Life & Soul

Repentance is the best preparation for Christmas

St John the Baptist in Prison Visited by Two Disciples (1455/60), by Giovanni di Paolo

The Third Sunday of Advent
Is 35:1-6; Jas 5:7-10; Mt 11:2-11 (Year A)

The prophet Isaiah lived through the darkest of times in Israel’s history, and yet his was the voice that never ceased to summon a broken people to joy.

“They will come to Zion shouting for joy, everlasting joy on their faces; joy and gladness on their faces; joy and gladness will go with them, and sorrow and lament be ended.”

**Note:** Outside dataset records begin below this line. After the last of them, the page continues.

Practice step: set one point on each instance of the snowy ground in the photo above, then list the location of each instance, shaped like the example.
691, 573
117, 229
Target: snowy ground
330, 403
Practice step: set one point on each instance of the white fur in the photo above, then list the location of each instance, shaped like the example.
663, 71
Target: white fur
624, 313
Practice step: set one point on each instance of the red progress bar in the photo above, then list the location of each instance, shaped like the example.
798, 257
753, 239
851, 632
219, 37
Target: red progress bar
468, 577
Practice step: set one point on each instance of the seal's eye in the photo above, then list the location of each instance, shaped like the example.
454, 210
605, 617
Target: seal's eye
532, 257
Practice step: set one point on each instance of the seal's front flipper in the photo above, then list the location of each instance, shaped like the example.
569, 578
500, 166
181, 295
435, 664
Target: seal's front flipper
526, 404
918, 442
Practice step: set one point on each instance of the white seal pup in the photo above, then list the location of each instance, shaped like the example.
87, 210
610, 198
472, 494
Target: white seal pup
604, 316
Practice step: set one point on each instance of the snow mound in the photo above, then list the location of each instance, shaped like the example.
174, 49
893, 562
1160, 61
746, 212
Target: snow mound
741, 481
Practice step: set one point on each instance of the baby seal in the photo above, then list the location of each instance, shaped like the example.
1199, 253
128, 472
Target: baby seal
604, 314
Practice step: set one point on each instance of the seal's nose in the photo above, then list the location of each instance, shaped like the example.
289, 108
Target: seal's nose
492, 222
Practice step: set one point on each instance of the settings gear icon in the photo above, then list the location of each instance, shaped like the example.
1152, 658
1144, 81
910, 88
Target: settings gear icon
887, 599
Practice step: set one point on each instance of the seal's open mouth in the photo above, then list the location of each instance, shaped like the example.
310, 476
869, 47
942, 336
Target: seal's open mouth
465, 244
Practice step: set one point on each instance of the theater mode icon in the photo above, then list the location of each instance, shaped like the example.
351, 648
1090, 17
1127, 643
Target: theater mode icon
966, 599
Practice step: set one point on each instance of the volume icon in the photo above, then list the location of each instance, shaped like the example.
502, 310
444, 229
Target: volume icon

The circumstances that transform the mundane into unrestrained joy will vary from person to person. The Scriptures describe such joy as our response to the all-embracing grace that welcomes sinful humanity into the presence of God.

Such was the joy of Mary’s Magnificat: “My soul glorifies the Lord, my spirit rejoices in God my saviour. He has looked on his servant in her lowliness. Henceforth all ages will call me blessed.”

Such too was the joy promised by the prophet Isaiah to a people whose hope had become a wasteland, whose faith had grown faint. Words could scarcely express the joy he promised.

“Let the wasteland rejoice and bloom. Strengthen all weary hands, say to all faint hearts: look, your God is coming, he is coming to save you.”

Advent bids us rekindle within ourselves the joy of God’s presence.

The prophet described the beginning of joy as sight to the blind and hearing to the deaf.

During the days ahead may our eyes be opened to the many ways in which we have neglected and marginalised God’s presence in our lives. May our hearing, dulled by distraction, reach out to the beauty of his call. Such is the repentance that prepares a way for the Lord.

This Sunday’s Gospel presents us with the imprisoned figure of John the Baptist. His work as the messenger who would prepare the way for the Messiah was drawing to its close. His final witness, martyrdom, would prefigure his Lord’s death on Calvary.

During the days ahead may our lives bear witness to the Christ in our midst. Our lives, like that of the imprisoned John, are hidden from the crowd. Like the death of John the Baptist, they may become a hidden witness to his presence.